An October 28 Wall Street Journal piece reports that MOUNTAINS MAY DEPART, the newest film from one of China’s most internationally acclaimed filmmakers, came to Chinese cinemas on the 30th of the month.
The native release of MOUNTAINS comes after the controversial censorship involved with Jia’s last feature, 2013’s A TOUCH OF SIN.
Per the Oct. 28 Journal article, Jia Zhangke calls the homeland screenings of MOUNTAIN “a big victory of insisting — a victory for my film.” Jia’s body of work, including such highlights as PLATFORM, UNKNOWN PLEASURES and STILL LIFE, has seen him collect ample accolades worldwide.

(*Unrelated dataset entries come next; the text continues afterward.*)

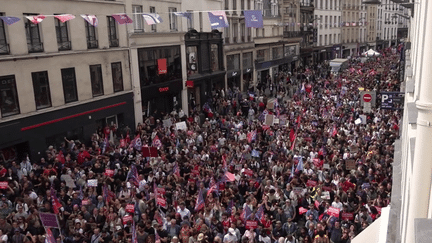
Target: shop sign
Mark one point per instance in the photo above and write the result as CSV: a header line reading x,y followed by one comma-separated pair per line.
x,y
189,83
163,89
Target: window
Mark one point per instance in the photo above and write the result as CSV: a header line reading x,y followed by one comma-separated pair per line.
x,y
96,80
8,96
153,26
137,18
92,41
34,43
192,59
274,8
112,32
4,47
117,76
172,19
62,33
190,20
41,90
214,52
233,62
69,85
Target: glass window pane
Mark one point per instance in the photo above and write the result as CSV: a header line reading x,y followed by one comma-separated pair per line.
x,y
69,84
96,80
8,96
41,89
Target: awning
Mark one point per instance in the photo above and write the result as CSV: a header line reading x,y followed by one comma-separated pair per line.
x,y
377,231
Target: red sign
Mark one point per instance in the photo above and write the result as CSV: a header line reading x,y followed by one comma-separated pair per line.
x,y
122,143
161,191
163,89
302,210
347,216
4,185
162,66
311,183
251,224
189,84
161,201
130,208
127,218
367,98
333,211
109,172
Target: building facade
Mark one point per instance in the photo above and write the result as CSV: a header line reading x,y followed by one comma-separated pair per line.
x,y
328,19
62,79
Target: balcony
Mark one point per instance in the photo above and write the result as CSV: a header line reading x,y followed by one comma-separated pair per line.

MOUNTAINS MAY DEPART, the tale of a woman, Tao, across three decades, appears to be continuing the streak of success. In Taipei, the film was nominated for multiple awards, including Best Picture and Actress. It earned a Palme d’Or nod at Cannes, and was involved in Oscar talks.
Yet in spite of Jia Zhangke’s continued worldwide prominence, A TOUCH OF SIN wasn’t the first time the auteur had to battle with hometown censors. A 2011 Independent piece notes how the country “[slapped] Jia with a lifetime ban at age 30″ upon reviewing his debut, PICKPOCKET (1997). The article also notes that it wasn’t until 2004 that a Jia Zhangke film, THE WORLD, got Chinese distribution.
Jia Zhangke continues to be recognized as perhaps the preeminent director of the China’s Sixth Generation, alongside such filmmakers as Wang Xiaoshuai and Lou Ye. Yet political battles have kept many native audiences from seeing his films. Now, if for a moment, Jia’s art has come home.